Researchers identify source of dinosaur-killing asteroid – Houston Chronicle

The dinosaur-killing asteroid took a back road to Earth.

The 6-mile-wide space rock likely escaped from the outer asteroid belt before striking our planet 66 million years ago. Researchers previously thought this portion of the asteroid belt didn’t have many good exit routes to Earth. Now, they believe dinosaur-killing asteroids could hit the Earth once every 250 million years on average.

This discovery, published in the Icarus journal, is changing researchers’ understanding of how massive asteroids get bumped toward the Earth, how likely they are to impact us in the future and what role they might have played in the Earth’s evolution.

“In a sense, the asteroid belt becomes another place to try to probe the Earth’s early history,” said Bill Bottke, a co-author of the paper and director of the Southwest Research Institute’s department of space studies in Boulder, Colo.

It is believed an asteroid killed the dinosaurs because it struck the Earth and sent debris flying outside of Earth’s atmosphere. As this debris fell back to the planet, it caused friction that heated the atmosphere and made the surface temperature of Earth feel like an oven set to broil. This lasted several hours and essentially roasted everything on the planet, Bottke said.

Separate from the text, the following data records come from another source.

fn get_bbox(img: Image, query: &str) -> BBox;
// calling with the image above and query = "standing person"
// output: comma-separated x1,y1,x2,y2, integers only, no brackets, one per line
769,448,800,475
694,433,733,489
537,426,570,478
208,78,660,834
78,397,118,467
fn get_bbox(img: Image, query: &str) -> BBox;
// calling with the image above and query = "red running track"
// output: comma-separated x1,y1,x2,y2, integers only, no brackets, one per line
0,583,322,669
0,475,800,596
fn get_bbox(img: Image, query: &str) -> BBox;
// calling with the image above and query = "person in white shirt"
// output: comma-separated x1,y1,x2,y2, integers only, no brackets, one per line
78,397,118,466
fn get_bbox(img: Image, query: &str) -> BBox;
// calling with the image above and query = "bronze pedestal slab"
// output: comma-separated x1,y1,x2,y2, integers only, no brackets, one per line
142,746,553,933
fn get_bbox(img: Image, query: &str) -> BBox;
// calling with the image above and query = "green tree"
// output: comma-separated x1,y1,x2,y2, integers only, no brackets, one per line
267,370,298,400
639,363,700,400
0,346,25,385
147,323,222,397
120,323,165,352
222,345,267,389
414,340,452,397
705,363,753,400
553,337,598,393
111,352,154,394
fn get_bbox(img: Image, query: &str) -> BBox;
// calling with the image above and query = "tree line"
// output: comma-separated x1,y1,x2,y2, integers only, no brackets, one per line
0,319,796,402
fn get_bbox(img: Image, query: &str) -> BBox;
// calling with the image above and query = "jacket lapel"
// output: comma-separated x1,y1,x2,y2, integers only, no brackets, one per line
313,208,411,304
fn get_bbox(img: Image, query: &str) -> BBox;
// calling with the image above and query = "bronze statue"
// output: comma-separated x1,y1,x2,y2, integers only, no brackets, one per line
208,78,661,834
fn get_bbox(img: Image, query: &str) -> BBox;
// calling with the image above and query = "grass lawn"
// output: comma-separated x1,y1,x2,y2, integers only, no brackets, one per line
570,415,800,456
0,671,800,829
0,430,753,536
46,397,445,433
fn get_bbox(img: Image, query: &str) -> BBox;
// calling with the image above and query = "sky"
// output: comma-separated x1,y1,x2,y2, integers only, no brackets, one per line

Previous theories on the origin of this dinosaur-killing asteroid have had holes. Bottke said the suspected frequency of impact — once every billion years — was unsatisfying because it suggested getting a dinosaur-killing asteroid 66 million years ago was a fluke.

And these theories largely focused on superhighways connecting the asteroid belt with Earth.

Asteroids in these superhighways get a stronger kick from the gravity of Jupiter or other large planets, meaning they tend to move faster from the asteroid belt into planet-crossing orbits. Asteroids on back roads, however, receive weaker gravitational kicks from planets. It takes them longer to slip out of the asteroid belt. This means they are more likely to interact with the gravity of Mars, and this could put the asteroids in orbits that are more likely to hit Earth, Bottke said.

These back roads are a new finding for Bottke, who focused on a particular superhighway more than 10 years ago. He was working on a paper that suggested a large asteroid named Baptistina had broken apart in the inner asteroid belt, sending numerous 6-mile-wide, dinosaur-killing asteroids along one of these more easily spotted superhighways. However, a NASA spacecraft later determined that Baptistina likely wasn’t large enough to create enough of these 6-mile-wide chunks of rock.

“That was a bummer,” he said. “I thought we had it, but it just didn’t hold up.”

It took a supercomputer to find the back roads identified in the new paper. Researchers were given at least a month, not all at once but in a few days here and there, on NASA’s Pleiades supercomputer to model 130,000 asteroids.

They looked at these present-day asteroids and modeled what they would do in the next hundreds of millions of years. The asteroid belt hasn’t changed much since dinosaurs roamed the Earth, so modeling future asteroid movements can provide insight into what happened 66 million years in the past.

“What we found, to our surprise, is that a lot of the biggest asteroids in the asteroid belt escape not through the major superhighways,” Bottke said, “but they get out through the back roads. Collectively, those back roads are more important than the superhighways for delivering things to the Earth.”

And this theory better matches what geologists have found on Earth. The dinosaur-killing asteroid made landfall on what is now Mexico’s Yucatán peninsula. It created the Chicxulub crater, where geologists have found 66-million-year-old rock samples that indicate the asteroid was made of materials similar to carbonaceous chondrite meteorites landing on Earth.

There aren’t many rocks in the inner asteroid belt, where Bottke and others previously thought this asteroid originated, that are carbonaceous chondrite and large enough to have such a devastating impact.

There are, however, plenty of these asteroids in the outer asteroid belt.

The findings from this paper, which was led by David Nesvorný of the Southwest Research Institute, are focused on the Chicxulub crater, but Bottke believes the data might also answer questions about the Earth’s early evolution. The Earth is believed to be roughly 4½ billion years old.

About 3 billion years ago — or 1½ billion years after Earth’s formation — multiple asteroids as large as 20 miles wide are believed to have impacted the Earth. Around this same time, the Earth began going through some major changes. Earth’s atmosphere was getting its first short-lived whiffs of oxygen. And plate tectonics, Earth’s system for creating continents and cooling itself, may have started near this time.

Could a really, really large asteroid have caused volcanic activity on Earth by creating a corridor, if you will, from Earth’s mantle to the surface? Researchers don’t know. But the new asteroid modeling might help answer such questions.

“This is a process which is telling us about the solar system,” he said. “There is evidence that impacts may have affected the history of life on the Earth over billions of years.”